Kaplan Kirsch & Rockwell Client, Westchester County, New York, Renews Terminal Capacity Limit
On September 15, 2004, our client, Westchester County, New York, which has had a terminal capacity limit at the airport for 20 years, renewed the limitation after extensive negotiations with the carriers and the FAA. The County was able to renew the restrictions without complying with Part 161 after the FAA agreed that the restrictions are grandfathered and that recodification of the restrictions would not be more restrictive than those previously in effect. Copies of the press release and the adoption of the new local law are available.
FAA Proposes Modifications to the Airport Improvement Program
On August 24, 2004, the FAA proposed modifications to the Airport Improvement Program grant assurances. The deadline for comments has expired, but a final version has not been issued.

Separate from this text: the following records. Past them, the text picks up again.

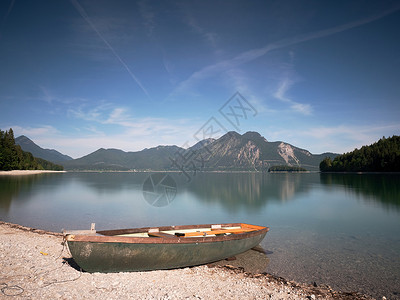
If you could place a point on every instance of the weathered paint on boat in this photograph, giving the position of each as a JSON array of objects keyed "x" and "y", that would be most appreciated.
[{"x": 111, "y": 252}]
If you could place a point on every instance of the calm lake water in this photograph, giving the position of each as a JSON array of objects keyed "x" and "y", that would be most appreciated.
[{"x": 337, "y": 229}]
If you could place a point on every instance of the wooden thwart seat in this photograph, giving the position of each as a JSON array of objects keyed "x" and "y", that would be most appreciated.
[
  {"x": 161, "y": 234},
  {"x": 219, "y": 231}
]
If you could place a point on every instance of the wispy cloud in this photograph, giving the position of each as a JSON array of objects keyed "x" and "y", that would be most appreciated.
[
  {"x": 85, "y": 16},
  {"x": 148, "y": 16},
  {"x": 339, "y": 139},
  {"x": 281, "y": 94},
  {"x": 222, "y": 66}
]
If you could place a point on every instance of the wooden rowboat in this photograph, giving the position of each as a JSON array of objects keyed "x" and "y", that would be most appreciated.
[{"x": 167, "y": 247}]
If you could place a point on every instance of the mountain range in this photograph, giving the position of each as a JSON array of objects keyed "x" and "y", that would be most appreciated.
[
  {"x": 231, "y": 152},
  {"x": 48, "y": 154}
]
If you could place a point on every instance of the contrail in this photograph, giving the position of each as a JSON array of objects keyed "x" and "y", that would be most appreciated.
[
  {"x": 85, "y": 16},
  {"x": 253, "y": 54}
]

Idaho Federal Court Dismisses Lawsuit Against Firm Client Friedman Memorial Airport
In a January 20, 2004 decision, a federal court in Idaho dismissed a lawsuit against firm client, the Friedman Memorial Airport (SUN), that challenged the airport’s weight limit on use of its runways. The plaintiff—an operator of a Boeing Business Jet—claimed that the weight limit violated both the Airport Noise and Capacity Act and the Airport and Airway Improvement Act (AIP Grant Program). The court held that there is no private right of action under either statute, meaning that a private party cannot sue an airport proprietor for violation of either law. The decision is important because it reinforces long-held views (that have never been considered by a court) that an aircraft operator cannot sue to require an airport to prepare a Part 161 study for a noise or access restriction.